I finished reading Dead Man Upright, the last of the Derek Raymond ‘Factory’ crime novels. It was as brutal as the others (though I Was Dora Suarez was the darkest of the five), but there was an added element of psychological profiling towards the end that was a bit out of step with the novels. There’s a sense, at the end of the series, that the unnamed Detective Sergeant is moving from being an ordinary investigator to a criminologist. I wonder if the character would have moved in that direction if more books had been written…?

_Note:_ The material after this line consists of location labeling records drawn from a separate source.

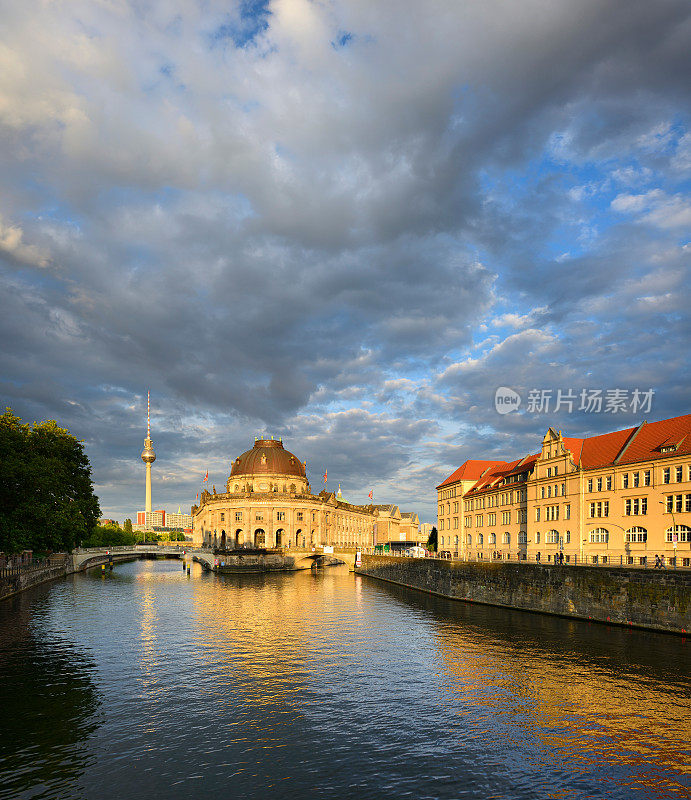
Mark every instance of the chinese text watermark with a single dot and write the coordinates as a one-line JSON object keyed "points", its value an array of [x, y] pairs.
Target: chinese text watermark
{"points": [[589, 401]]}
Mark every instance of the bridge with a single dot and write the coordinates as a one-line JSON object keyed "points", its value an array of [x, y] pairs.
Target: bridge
{"points": [[83, 558], [298, 558]]}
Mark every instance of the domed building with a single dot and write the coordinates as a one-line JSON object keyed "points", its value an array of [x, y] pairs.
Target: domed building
{"points": [[269, 503]]}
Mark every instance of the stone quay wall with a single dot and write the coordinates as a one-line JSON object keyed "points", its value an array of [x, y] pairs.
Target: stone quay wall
{"points": [[14, 581], [656, 599]]}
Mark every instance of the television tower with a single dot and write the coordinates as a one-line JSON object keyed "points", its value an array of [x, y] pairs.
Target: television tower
{"points": [[148, 455]]}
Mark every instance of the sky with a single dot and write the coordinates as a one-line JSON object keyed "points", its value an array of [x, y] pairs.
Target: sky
{"points": [[346, 224]]}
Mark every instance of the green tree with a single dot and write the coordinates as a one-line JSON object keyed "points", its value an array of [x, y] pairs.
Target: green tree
{"points": [[46, 493], [432, 540]]}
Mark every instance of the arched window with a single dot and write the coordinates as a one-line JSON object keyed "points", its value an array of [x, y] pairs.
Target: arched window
{"points": [[681, 532], [637, 534]]}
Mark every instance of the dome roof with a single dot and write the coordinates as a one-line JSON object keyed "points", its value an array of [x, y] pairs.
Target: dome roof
{"points": [[267, 457]]}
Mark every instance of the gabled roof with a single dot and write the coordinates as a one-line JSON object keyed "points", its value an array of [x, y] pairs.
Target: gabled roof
{"points": [[470, 470], [652, 436], [493, 478]]}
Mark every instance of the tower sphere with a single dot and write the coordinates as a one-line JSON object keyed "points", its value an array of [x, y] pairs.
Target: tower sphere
{"points": [[148, 455]]}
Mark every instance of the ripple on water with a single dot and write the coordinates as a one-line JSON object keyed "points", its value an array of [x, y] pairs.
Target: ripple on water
{"points": [[147, 683]]}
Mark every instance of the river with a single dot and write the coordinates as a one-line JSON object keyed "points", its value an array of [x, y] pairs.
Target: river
{"points": [[147, 683]]}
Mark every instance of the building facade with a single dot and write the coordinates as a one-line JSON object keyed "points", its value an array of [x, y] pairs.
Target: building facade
{"points": [[619, 498], [269, 503]]}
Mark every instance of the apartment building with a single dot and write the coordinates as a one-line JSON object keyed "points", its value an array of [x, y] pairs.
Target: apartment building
{"points": [[618, 498]]}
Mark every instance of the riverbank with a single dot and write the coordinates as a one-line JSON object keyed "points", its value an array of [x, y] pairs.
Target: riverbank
{"points": [[13, 581], [658, 600]]}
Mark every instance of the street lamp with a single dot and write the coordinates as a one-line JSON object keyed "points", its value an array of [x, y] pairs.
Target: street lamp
{"points": [[674, 527]]}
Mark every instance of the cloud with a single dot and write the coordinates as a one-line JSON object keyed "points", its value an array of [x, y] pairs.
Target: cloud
{"points": [[13, 246], [347, 223]]}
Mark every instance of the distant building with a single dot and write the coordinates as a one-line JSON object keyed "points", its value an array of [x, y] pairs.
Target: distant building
{"points": [[618, 498], [178, 521], [148, 520], [268, 502]]}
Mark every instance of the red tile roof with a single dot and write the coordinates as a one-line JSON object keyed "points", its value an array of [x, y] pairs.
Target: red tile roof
{"points": [[653, 435], [629, 446], [468, 471]]}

Maybe it’s just as well, though: he’ll forever be a man mourning his lost life, doggedly tracking down the villains despite the gradual erosion of his sense of love and soul. There’s a sympathetic character that appears through the novels – Cryer, the journalist, who keeps trying to invite the Detective Sergeant to dinner, telling him that his wife wants him to come. The invitation is never taken up, but you have the sense that Cryer and his wife are what’s left of the connection the Detective Sergeant has to the ‘normal’ world. He’s otherwise lost in A14, the unexplained deaths division, with only policemen who have become as grim as he.
I’ve quite enjoyed the series – not for the solving of the crimes and the mystery. What I’ve liked is the gradual unfolding of the Detective Sergeant as an individual. By the end of it, I was really wishing that he’d gone to Cryer’s house for dinner just the once, thinking that it might have made him feel better. And knowing that if he’d gone, he probably would have been even more depressed by the end of the night. I don’t think a character like the Detective Sergeant ever does achieve happiness. Only satisfaction in carrying out his duties.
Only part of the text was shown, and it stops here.